Bolt Announces Expansion to Kakamega, Thika, and Kisumu

News Team



Estonian ride-hailing firm Bolt, formerly called Taxify, has announced its expansion to three more towns in Kenya. This as it continues to widen its reach across the country, in competition with Uber and Little Cab. Uber operates in Nairobi, Mombasa, and Thika while Little Cab operates in Nairobi, Kisumu, and Mombasa.

On Wednesday, the firm launched its services in Kakamega, Thika, and Kisumu; bringing the total number of towns it covers to five, including Nairobi and Mombasa. This makes it the largest taxi-hailing platform by geographical coverage in the country.

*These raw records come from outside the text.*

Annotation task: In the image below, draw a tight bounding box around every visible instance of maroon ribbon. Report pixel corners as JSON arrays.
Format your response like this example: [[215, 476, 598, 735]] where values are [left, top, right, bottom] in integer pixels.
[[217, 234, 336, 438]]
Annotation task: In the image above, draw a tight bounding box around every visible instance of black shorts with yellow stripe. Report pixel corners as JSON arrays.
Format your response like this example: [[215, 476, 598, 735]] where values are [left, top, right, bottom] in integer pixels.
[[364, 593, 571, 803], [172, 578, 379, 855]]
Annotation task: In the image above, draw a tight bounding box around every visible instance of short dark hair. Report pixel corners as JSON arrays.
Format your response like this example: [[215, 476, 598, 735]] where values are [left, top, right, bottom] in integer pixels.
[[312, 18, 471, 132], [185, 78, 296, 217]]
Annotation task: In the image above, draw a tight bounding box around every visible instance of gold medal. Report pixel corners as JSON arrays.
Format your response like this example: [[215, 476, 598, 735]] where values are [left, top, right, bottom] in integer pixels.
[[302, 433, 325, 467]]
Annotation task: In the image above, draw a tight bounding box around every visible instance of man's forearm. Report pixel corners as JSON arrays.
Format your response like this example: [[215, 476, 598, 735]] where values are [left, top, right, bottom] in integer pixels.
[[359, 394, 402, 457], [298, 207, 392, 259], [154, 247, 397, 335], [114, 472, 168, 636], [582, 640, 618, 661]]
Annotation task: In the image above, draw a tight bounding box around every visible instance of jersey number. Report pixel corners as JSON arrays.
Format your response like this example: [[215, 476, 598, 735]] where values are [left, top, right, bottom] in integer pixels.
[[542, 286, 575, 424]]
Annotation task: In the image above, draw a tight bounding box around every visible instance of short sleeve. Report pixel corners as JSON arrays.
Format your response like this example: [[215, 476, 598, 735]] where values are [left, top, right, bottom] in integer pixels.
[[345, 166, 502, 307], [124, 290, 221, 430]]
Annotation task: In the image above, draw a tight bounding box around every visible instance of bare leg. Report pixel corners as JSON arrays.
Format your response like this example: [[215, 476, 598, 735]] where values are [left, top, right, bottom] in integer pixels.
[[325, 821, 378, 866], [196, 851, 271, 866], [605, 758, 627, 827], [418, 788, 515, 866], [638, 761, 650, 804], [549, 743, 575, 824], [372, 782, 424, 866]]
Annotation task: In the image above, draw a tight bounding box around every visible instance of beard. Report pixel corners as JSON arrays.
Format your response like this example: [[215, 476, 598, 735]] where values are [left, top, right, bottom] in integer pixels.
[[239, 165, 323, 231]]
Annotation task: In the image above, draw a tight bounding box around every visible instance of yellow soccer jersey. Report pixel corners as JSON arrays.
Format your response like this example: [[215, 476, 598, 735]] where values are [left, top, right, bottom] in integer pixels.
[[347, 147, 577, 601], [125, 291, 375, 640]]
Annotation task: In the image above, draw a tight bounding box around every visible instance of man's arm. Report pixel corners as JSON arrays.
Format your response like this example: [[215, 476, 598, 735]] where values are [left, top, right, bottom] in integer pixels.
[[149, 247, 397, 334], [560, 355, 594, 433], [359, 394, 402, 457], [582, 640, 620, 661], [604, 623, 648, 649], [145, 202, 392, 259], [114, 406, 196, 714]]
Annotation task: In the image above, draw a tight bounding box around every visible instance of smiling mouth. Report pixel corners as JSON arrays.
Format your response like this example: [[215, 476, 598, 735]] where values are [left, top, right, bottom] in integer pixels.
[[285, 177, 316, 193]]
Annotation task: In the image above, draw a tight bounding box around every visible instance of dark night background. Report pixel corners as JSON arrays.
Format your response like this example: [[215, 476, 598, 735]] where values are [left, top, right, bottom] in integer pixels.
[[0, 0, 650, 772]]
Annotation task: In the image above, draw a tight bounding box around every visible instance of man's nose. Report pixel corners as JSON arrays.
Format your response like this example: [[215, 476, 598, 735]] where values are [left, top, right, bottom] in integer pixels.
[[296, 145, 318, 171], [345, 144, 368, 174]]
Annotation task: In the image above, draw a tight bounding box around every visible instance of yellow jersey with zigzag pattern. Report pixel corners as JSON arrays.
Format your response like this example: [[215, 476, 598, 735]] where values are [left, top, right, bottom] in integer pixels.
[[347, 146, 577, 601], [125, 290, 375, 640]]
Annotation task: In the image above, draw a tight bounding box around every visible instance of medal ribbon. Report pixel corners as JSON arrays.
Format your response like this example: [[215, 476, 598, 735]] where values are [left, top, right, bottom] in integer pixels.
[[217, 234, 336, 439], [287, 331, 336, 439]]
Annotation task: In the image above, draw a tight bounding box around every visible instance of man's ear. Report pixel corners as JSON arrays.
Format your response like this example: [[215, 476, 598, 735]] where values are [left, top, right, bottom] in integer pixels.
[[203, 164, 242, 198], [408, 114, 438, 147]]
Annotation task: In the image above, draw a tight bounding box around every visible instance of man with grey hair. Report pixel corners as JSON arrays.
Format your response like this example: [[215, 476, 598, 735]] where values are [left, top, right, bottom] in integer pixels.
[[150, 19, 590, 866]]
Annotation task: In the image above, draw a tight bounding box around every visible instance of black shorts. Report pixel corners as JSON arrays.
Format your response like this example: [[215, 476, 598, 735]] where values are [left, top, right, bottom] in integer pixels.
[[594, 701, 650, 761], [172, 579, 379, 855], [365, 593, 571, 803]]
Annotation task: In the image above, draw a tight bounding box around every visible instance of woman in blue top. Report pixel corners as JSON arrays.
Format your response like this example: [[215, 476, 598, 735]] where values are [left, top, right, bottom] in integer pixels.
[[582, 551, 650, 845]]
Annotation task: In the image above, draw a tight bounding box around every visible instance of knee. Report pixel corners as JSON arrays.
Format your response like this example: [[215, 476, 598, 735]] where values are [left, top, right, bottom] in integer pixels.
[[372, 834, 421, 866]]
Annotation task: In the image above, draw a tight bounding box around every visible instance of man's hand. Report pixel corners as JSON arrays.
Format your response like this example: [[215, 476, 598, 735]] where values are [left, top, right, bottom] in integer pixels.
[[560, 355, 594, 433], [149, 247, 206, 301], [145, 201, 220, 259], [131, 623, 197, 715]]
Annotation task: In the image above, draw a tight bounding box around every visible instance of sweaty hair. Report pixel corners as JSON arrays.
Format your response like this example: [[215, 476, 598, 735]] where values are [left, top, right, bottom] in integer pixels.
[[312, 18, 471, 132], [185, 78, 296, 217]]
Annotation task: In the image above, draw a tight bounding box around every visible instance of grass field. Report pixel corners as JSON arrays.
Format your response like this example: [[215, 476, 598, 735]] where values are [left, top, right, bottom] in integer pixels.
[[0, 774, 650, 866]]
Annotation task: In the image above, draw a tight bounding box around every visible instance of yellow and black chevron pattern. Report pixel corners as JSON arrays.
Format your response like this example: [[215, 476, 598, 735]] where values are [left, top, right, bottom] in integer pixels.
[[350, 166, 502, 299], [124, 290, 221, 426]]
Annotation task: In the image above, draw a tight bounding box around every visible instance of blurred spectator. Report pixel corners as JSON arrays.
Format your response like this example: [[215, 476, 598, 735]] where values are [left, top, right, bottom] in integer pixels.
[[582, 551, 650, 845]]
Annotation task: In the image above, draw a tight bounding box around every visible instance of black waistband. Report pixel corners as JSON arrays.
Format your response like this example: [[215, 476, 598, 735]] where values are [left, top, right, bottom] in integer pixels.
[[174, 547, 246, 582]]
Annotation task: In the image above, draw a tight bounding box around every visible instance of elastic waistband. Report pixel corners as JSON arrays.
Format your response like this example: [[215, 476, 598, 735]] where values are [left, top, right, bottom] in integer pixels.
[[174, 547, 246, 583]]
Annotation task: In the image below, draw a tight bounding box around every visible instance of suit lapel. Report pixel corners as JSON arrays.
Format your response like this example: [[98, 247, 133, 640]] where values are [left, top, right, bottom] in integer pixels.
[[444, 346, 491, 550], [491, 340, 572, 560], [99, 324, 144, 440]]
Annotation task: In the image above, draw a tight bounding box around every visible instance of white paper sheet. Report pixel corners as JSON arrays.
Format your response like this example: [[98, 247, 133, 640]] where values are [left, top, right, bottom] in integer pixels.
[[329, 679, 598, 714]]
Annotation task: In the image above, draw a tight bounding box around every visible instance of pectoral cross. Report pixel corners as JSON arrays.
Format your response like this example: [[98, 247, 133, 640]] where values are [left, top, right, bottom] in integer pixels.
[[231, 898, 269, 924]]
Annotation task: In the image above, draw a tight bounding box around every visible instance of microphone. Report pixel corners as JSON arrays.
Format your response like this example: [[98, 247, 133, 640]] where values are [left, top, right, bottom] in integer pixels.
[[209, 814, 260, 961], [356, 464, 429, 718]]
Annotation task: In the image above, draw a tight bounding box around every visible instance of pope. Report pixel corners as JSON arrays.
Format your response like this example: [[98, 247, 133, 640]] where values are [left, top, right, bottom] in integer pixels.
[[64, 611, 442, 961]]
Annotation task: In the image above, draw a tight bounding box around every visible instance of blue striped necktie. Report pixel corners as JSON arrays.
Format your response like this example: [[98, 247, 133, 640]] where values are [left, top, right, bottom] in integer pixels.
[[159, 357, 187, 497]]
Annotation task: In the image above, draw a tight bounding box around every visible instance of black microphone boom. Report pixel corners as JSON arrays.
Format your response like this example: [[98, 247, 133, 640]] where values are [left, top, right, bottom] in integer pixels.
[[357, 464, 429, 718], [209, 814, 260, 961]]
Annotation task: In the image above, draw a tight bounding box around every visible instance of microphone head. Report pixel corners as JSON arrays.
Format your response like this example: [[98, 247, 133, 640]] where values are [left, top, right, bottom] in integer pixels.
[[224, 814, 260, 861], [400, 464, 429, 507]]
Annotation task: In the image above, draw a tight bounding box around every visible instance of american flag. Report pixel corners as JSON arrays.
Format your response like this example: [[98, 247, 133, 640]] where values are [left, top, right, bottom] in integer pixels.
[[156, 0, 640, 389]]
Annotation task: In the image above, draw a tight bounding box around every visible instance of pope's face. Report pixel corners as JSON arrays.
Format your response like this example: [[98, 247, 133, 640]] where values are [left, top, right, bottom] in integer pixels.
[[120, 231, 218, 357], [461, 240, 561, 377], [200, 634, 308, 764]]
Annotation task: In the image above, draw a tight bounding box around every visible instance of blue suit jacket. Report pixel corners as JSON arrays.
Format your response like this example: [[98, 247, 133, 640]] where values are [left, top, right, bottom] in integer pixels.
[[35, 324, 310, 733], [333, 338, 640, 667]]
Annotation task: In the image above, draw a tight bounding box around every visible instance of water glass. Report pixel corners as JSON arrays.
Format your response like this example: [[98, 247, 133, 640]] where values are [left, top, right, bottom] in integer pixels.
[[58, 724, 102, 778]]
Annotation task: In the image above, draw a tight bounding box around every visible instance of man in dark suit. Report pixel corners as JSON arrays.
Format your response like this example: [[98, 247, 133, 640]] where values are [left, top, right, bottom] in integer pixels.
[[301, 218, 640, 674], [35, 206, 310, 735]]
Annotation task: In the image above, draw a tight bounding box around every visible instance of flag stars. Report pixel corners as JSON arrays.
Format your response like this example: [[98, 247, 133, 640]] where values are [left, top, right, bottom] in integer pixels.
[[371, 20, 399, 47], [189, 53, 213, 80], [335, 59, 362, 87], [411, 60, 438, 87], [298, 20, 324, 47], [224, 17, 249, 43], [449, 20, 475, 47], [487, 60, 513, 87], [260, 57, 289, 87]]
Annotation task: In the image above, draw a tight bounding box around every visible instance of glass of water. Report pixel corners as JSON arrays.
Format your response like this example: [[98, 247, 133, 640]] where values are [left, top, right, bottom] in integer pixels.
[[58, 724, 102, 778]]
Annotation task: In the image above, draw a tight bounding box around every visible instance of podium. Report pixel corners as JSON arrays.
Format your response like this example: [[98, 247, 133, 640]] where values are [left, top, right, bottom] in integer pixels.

“After Nairobi and Mombasa cities, it was natural that Bolt would gradually expand across the country. We now intend to build new communities in Kisumu, Kakamega, and Thika as we continue to gain the trust of the Kenyan people,” said Ola Akinnusi, the Bolt Country Manager for Kenya, at the press conference.

“Launching in these areas will allow us to provide a safe and affordable avenue for passengers to get a ride.”

The firm also unveiled a rapid expansion plan for East Africa, whose five-year strategy will focus on the provision of local transportation options that include tuk-tuks and boda-bodas.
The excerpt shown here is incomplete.